“Open up and let the devil in”
A coward becomes a man. I guess this is the crux of Ben Wheatley’s newest thriller, A Field in England. We find Whitehead (Reece Shearsmith) hiding in the bushes while mortars explode around him during battle, weeping and praying to God to keep him hidden now that his mission to find an elusive old comrade seems all but futile and way too dangerous. He runs, meets a few other deserters in a mid-17th century English Civil War pitting the Parliamentarians against the Royalist monarchy, and moves forward towards a chance at prolonging his life while martyring himself for his failures along the way. A scholar amongst blue-collar men, Whitehead’s chance to prove himself once more comes courtesy of a serendipitous stumbling upon the object of his search in an overgrown field. Chaos ensues.
Like Wheatley’s Kill List, A Field in England is strange, captivating, metaphoric, and utterly obtuse. There are times of pure comedic bliss thanks to the doltish “Friend” (Richard Glover) having a simpleton’s outlook on life as well as moments of dark maliciousness from the hardened O’Neil (Michael Smiley) and Cutler (Ryan Pope) pulling the strings of the others for their personal gain. At one point we’re dropped into a black and white warzone covered in dirt with no context whatsoever and the next we’re seeing dead men rise with a smile followed by a lengthy passage of experimentally avant-garde aesthetics to make us as disoriented as the characters on screen who are high on hallucinogens. Equally mesmerizing and unintelligible, it begs for subsequent viewings and possibly even a religious interpretation to begin comprehending.

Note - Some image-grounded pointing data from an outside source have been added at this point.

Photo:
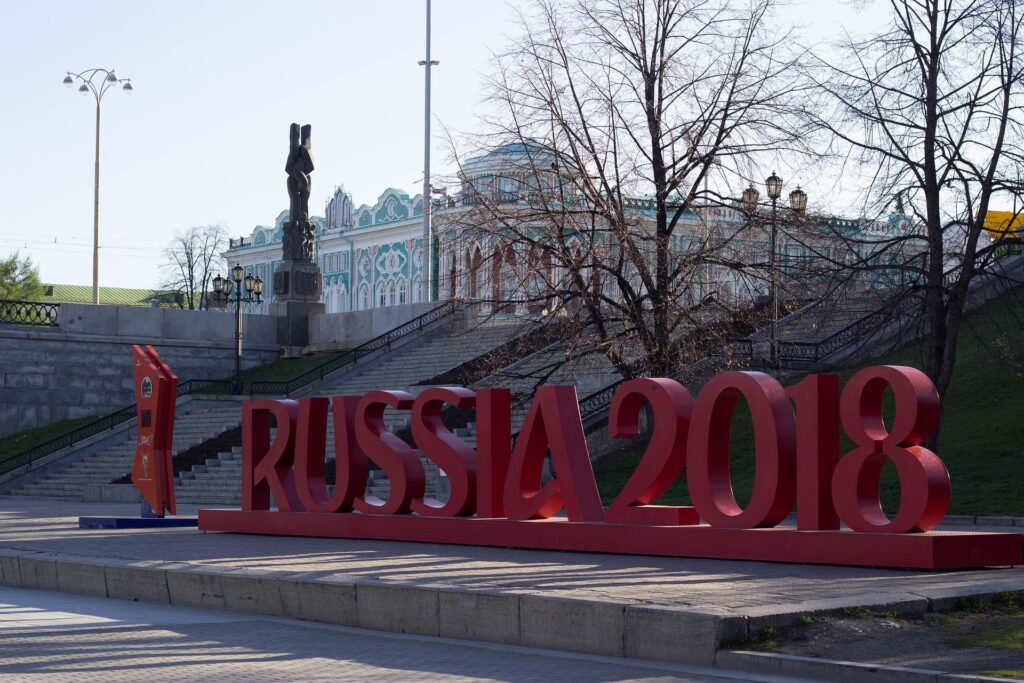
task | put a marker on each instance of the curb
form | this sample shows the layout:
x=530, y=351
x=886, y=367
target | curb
x=834, y=670
x=527, y=619
x=589, y=627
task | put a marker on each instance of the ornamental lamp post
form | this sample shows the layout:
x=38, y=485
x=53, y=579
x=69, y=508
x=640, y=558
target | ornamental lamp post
x=774, y=185
x=254, y=292
x=96, y=81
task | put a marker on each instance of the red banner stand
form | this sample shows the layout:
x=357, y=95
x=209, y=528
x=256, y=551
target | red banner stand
x=153, y=472
x=840, y=518
x=935, y=550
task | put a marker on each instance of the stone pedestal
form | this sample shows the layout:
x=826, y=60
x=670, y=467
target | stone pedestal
x=293, y=323
x=296, y=289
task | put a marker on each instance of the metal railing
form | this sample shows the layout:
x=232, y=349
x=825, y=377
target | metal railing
x=377, y=344
x=227, y=386
x=69, y=438
x=35, y=313
x=847, y=336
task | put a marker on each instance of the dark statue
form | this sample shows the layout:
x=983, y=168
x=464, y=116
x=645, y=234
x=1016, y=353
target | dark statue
x=299, y=231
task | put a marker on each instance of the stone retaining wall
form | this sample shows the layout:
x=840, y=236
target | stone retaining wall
x=83, y=368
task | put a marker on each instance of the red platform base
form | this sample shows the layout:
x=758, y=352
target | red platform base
x=936, y=550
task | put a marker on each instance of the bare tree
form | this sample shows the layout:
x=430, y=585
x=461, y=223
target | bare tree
x=629, y=128
x=190, y=262
x=928, y=112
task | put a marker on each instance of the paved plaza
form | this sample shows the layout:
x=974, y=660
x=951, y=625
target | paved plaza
x=58, y=637
x=745, y=589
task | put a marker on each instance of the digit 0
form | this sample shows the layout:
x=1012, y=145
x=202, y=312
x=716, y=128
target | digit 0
x=923, y=477
x=708, y=452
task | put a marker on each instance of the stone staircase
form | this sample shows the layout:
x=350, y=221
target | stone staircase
x=68, y=483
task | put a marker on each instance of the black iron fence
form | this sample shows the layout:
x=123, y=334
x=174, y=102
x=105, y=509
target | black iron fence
x=380, y=344
x=31, y=455
x=35, y=313
x=857, y=332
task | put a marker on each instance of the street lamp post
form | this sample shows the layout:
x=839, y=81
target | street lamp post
x=96, y=81
x=427, y=263
x=254, y=292
x=774, y=185
x=798, y=203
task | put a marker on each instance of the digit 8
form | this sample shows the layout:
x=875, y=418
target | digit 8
x=923, y=477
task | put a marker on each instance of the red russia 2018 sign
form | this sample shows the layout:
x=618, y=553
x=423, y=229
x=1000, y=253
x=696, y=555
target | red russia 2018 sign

Yes, the plot itself is simple enough: Whitehead and O’Neil used to work under the same master. The latter left, the former was entrusted to find him, war broke out, and they reunite under unusually odd circumstances in a field. Whitehead’s empty words place O’Neil under arrest, O’Neil’s formidable presence turns the tables, and Whitehead is forced to divine the location of a treasure for which “Friend” and Jacob (Peter Ferdinando) must dig while Cutler stands guard. Psychedelic mushrooms are imbibed so the captors retain full control over their prisoners, everyone somehow eventually goes mad, gunshots are fired, and the devil quite literally takes over the entire proceedings with an ominously cloudy black sphere closing in from above. And at some point you begin to wonder whether any of what you’re watching is real.
The words screenwriter Amy Jump puts into Whitehead’s mouth about seeing shadows can’t help but instill the possibility of everything being dream. One character refuses to die, another is found tied to the end of a rope the others tug-of-war instead of simply walking over to him, and at one point we’re serenaded with a song. It’s a bad drug trip with a historical British context where a real treasure is searched for and a metaphysical treasure of friendship is found. Bones are discovered, costumes change hands, and through it all there is an underlying aggression where two men fight in the background before being shown to be in cahoots against the rest. The surprisingly sharp humor keeps you on your toes while the mystery of truth forever remains shrouded in nightmarish insanity.
It’s what has made Wheatley a contemporary force in cinema that has proven as divisive as any surrealist in the past century of film. If you don’t open yourself to the symbology and metaphor you’ll be confused, bored, and angry. But if you do and still can’t figure out what’s happening, the frustration of being on the outside looking in is only marginally better. I’m in this second camp trying to wrap my head around the absurdities to understand their meanings in the context of Whitehead’s journey while marveling at the bold visual choices worthy of their epileptic warning at its start. From faux static portraiture in deliberate poses to slomotion sequences to one brilliant passage caught as though in a wind tunnel with excised frames giving it a strobe effect, look away proves impossible.
A kaleidoscopic blending of moving images converging at the center of the screen shows the power of the drugs in a jarringly beautifully yet almost completely too on-the-nose representation while actors are superimposed on one another and dead characters return as if never gone. Smiley is as brutally vicious as Glover is sweetly endearing while Shearsmith transforms from a loquaciously frightened lapdog into the soldier he adamantly refuses to admit he is. How much is real? How much is happening in the present? Who knows? In actuality, I’m not sure it matters. From a visceral standpoint it’s uniquely attractive and inventively artistic while the story turns into a devilish journey inside the tragedy of war. There’s enough to be glad I watched and enough to continue hoping Wheatley makes that masterpiece his experimentations seem to promise.